Westminster House charges just £35 a year for an incredible array of opportunities more befitting of Westminster School, the elite public school which founded the charity in 1888. The club moved to Nunhead in 1949, where as well as a daily after school club, they provide everything from homework support to Vitamin D, food, Duke of Edinburgh schemes and arts, beach and nature trips.
"During the cost-of-living crisis our energy bills went up 400 per cent," says the charity's director, Katie Worthington. "But we couldn't increase the price to the young people. So, we had to think of innovative ways to tackle that. At the same time, we had done a survey of all our young members, and what came out of that was that among their other worries – things about school, or will I get a girlfriend – they were really worried about the environment.

"So in all honesty, my motivation was financial, the young people's motivation was the environment. But we've all learnt and grown and changed. For example, we now plant things. We never did that. We collect rainwater, we never did that. You plug your phone in, you go to get it, and it's not charged because someone's already switched it off at the wall. Because we think now – all the time."
Katie admits she's now become obsessed with getting the bills down to zero and into profit. With the panels funded by the Southwark Community Energy Fund and generous private donors, Westminster House has now applied for funding for a 51-kilowatt battery, and optimisers. "We're only really beginning," she says.
Up on the roof admiring the solar panels with Fahnbulleh is Joe Fortune, General Secretary of the Co-operative Party.

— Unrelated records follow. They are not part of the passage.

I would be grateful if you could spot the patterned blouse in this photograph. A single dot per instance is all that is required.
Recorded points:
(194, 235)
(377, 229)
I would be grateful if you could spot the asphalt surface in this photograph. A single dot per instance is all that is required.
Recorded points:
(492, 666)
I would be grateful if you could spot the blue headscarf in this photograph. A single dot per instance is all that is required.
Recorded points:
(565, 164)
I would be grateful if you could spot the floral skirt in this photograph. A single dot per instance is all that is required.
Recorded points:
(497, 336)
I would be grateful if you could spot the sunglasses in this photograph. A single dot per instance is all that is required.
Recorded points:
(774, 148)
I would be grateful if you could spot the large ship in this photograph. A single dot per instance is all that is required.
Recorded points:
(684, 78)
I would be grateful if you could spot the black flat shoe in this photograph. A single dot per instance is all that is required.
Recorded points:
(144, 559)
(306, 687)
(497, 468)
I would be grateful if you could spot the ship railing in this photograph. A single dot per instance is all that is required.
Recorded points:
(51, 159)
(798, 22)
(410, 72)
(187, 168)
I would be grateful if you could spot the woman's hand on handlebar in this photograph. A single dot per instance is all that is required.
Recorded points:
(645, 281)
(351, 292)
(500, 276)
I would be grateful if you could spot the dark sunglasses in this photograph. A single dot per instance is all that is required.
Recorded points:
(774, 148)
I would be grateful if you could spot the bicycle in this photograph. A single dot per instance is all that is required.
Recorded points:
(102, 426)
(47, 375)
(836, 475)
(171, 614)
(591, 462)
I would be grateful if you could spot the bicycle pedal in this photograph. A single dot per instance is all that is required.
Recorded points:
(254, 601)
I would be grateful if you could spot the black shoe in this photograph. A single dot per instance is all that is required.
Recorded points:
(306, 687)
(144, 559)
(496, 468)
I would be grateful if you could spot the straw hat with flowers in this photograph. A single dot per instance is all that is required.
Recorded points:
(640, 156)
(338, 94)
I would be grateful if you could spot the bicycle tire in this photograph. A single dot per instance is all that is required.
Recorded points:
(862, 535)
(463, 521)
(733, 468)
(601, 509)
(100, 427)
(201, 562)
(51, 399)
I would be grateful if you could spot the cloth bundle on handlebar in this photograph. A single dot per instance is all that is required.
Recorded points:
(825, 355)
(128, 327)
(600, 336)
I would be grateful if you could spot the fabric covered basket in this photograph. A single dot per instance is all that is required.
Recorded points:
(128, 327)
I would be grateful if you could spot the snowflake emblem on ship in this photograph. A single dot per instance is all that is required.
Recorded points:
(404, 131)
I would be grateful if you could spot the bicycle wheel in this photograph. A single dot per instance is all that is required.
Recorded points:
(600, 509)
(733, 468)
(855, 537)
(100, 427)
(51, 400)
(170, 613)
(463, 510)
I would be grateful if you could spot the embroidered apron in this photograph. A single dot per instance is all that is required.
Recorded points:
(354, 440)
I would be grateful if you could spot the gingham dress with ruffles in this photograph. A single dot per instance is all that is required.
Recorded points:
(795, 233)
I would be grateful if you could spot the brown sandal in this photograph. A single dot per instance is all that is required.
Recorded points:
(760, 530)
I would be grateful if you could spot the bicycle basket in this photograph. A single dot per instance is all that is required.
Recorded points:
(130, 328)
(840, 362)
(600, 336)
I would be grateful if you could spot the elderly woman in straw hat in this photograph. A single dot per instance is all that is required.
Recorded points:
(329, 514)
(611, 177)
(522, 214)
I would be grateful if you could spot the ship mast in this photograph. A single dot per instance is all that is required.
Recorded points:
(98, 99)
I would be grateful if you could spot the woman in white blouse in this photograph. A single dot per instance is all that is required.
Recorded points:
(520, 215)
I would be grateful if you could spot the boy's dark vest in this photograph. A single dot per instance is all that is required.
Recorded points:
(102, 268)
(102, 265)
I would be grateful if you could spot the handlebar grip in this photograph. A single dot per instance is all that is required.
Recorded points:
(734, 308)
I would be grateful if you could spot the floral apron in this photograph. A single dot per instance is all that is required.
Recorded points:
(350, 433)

The party of the UK's co-operative movement – a sister party to Labour – has just released a new joint report with the Labour Climate and Environment Forum, 'Power in our Communities', as part of its Community Britain campaign.

"Projects like this show what is possible when clean energy is rooted in the community," Fortune says. "Community-owned energy puts power, literally, in the hands of people, giving them a stake in our clean energy future. Every community should have the opportunity to benefit from the power of ownership."
Speaking at the launch of the report Energy Secretary Ed Miliband spoke of "a new vision of community wealth and power". "The case for climate action won't come from Westminster," he says. "It will come from communities across our country, who know clean power means lower bills and wider benefits to regenerate their local area. This is what taking back control really looks like."
Westminster House youth club is full of young ambassadors for the solar revolution. As Jayden and Ace, Grace Haynes, 14, and Turvane Douglas, 15 speak about the difference made by the panels. Peckham has always shaped Fahnbulleh through her family's deep links into the Sierra Leonean community that supported her family when they arrived as refugees. Today, she finds herself inspired by the passion and determination of some of her youngest constituents.
"All across Peckham I see things like this happening," she says. "There has been a lack of investment – yet across the constituency I see a lot of hope. Great British Energy will support the solar revolution in public places and community buildings, helping with funding and working in partnership with local people. The thing we hear in place after place, whether it's hospitals or people's homes is that it's possible to do this – to go on this journey. It really sells itself – we just need to get the word out."